‘Boys State’ is a Fascinating Look at a Very American Event
Teenagers in Texas sure do love their politics

“The desire to be a politician should bar you for life from ever being one.” – Billy Connolly
Since 1935, The American Legion has sponsored Boys State (and Girls State, which is somehow a separated event, even in the 21st Century, but we’ll get back to that), a national civics program designed to immerse seventeen-year-olds into the nuts and bolts of public governance.
This is achieved by teaching kids how legislation is formed, how information can be promulgated in a helpful, unbiased way and how…I’m just kidding. They do it by making it a competition. This is America! More pertinently, in Boys State, it’s Texas. So, what’s notable to a non-American is that although there’s ostensibly an election between two fictional parties (The Nationalists and Federalists) who are framed as being conservative and progressive, there are “progressive” kids whose political hero is Napoleon. This is not Republican versus Democrat, it’s Tea Party Republican versus Reagan-era Republican. So, with that in mind, let’s meet the main kids.
Those To The Right Of Genghis Khan
The Federalists are the more frightening side on display. I don’t like to attack a teenager but these kids…my god. Young Ben is a seventeen-year-old owner of a Ronald Reagan doll. Who says, and I quote, “I don’t think of myself as white, I think of myself as American.” Who refuses to countenance abortion even in cases of rape. However, he’s a self-proclaimed “politics junkie” and he does seem to know how to play the game. Certainly as it’s played to this crowd.
And then there’s Robert, who looks like if Jeff Spicoli from Fast Times At Ridgemont High joined the Republican party at college. Robert has an easy-going charm and confidence that is an obvious choice to sway a bunch of young guys. He doesn’t immediately come across as possessing a laser intellect but it’s not like the U.S. hasn’t got form in electing people because they look successful. It’s also revealed in the course of filming that he’s prepared to hide his own more progressive leanings necessary to hold onto votes. Which is a nicer way of saying he’ll throw the reproductive rights of women under the bus because it’s not a vote winner. With a thousand teenage boys. Who, if you’ll allow me to editorialize a little, shouldn’t even have the tiniest right to weigh in on that subject.
Those (Slightly) To The Left Of Genghis Khan
The Nationalist candidate most focused on by the filmmakers is Steven Garza. The son of Mexican immigrants, he’s a calmer, more reasoned presence than many of the boys shown. There’s a telling moment early on when Robert makes a loud, energetic, ‘hoorah’ speech intended to get the crowd roaring his name and it just fizzles out. Steven then steps up and makes an impassioned, intelligently worded speech and the crowd goes wild. The look of stunned disbelief on Robert’s face is much how I imagine a shark would look if, just as it was about to eat up a seal, saw the seal whip out a flamethrower. “This isn’t how life has worked up to now, what the hell?”
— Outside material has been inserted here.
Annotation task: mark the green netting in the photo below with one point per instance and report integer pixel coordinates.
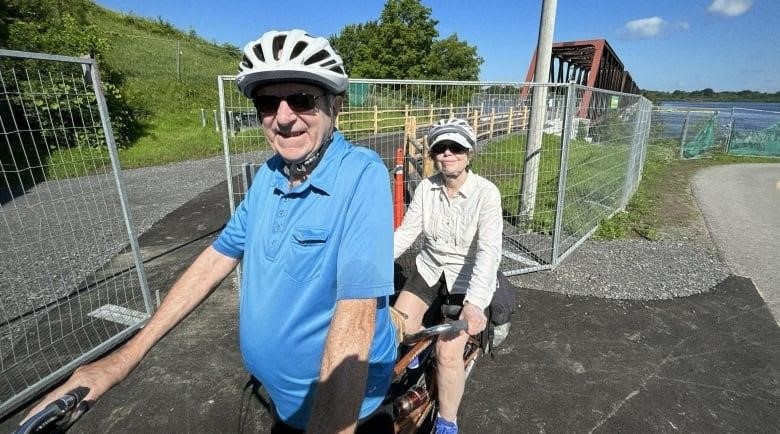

René Otero is the campaign manager put against Ben and he’s very much an outlier among the gathering. Firstly, he’s African American in a convention where, as he puts it, “I’ve never seen so many white people ever” and also, he’s a recent arrival from Chicago so he doesn’t have the automatic Texas Pride™ factor to sway the crowd. What he does have is the focus (and glasses) of a man 40 years his senior.